First, and foremost, many of the most reasonable actions that a private sector actor would take in defense of their internal network are likely to violate the CFAA. As we have discussed, under the CFAA, it is a crime to intentionally access any protected computer (i.e., one used in or effecting interstate or foreign commerce) without authorization, or in excess of authorized access, and thereby obtain information from the computer.14 But, the most successful defensive measures often involve using beacons or other forms of surveillance inside the malicious actor's computer to identify the source of the attack. Once identified, an effective countermeasure might be to flatline the offending IP address, that is, arrange for it to be taken down. This type of defensive countermeasure (sometimes going by the name “hackback”) is almost certainly a crime in and of itself. Almost invariably, any protective action by a private sector actor will involve accessing a protected computer without the authorization of its owner (who may sometimes even be an innocent intermediary) and obtaining information from it. As a result, virtually every aspect of private sector self-help is, at least theoretically, a violation of the CFAA and therefore a crime. The specter of criminal prosecution may disable or deter private sector self-help and may also have the effect of causing the private sector to outsource protective activities overseas.15
Finally, in closing our discussion of cybercrime, it is useful to think of the rather ambiguous case of economic espionage, that is, spying directed at economic secrets, not national security ones. In such cases, there is no direct threat to America, but the effects are just as real.

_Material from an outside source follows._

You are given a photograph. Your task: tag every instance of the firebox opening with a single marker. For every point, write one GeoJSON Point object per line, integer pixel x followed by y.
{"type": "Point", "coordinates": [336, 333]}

And, it isn't just the large corporations who suffer. The story is told (based on a classified source) of an American furniture company that had its furniture designs stolen through a malicious hack from China. Within months, they were seeing their own designs being offered, at lower prices, from a Chinese manufacturer.16
That is just but one example of many. According to the Office of the National Counterintelligence Executive (NCIX), the threat is pervasive. In the recent report, Foreign Spies Stealing US Economic Secrets in Cyberspace,17 the NCIX detailed some of its conclusions: “Foreign economic collection and industrial espionage against the United States represent significant and growing threats to the nation's prosperity and security. Cyberspace—where most business activity and development of new ideas now takes place—amplifies these threats by making it possible for malicious actors, whether they are corrupted insiders or foreign intelligence services (FIS), to quickly steal and transfer massive quantities of data while remaining anonymous and hard to detect.”
The NCIX noted, in particular, that
Chinese actors are the world's most active and persistent perpetrators of economic espionage. US private sector firms and cybersecurity specialists have reported an onslaught of computer network intrusions that have originated in China, but the IC [Intelligence Community] cannot confirm who was responsible[;] Russia's intelligence services are conducting a range of activities to collect economic information and technology from US targets. Some US allies and partners use their broad access to US institutions to acquire sensitive US economic and technology information, primarily through aggressive elicitation and other human intelligence (HUMINT) tactics. Some of these states have advanced cyber capabilities.18
Plainly, all of this activity is both a cybercrime and, at the extremes, a significant cyber threat to national security. At some point, economic espionage (especially of companies in the Defense Industrial Base) blends into national security espionage, and criminality becomes spying. The line between the two is fuzzy indeed, making cybercrime yet another avenue for the broader cyber conflict.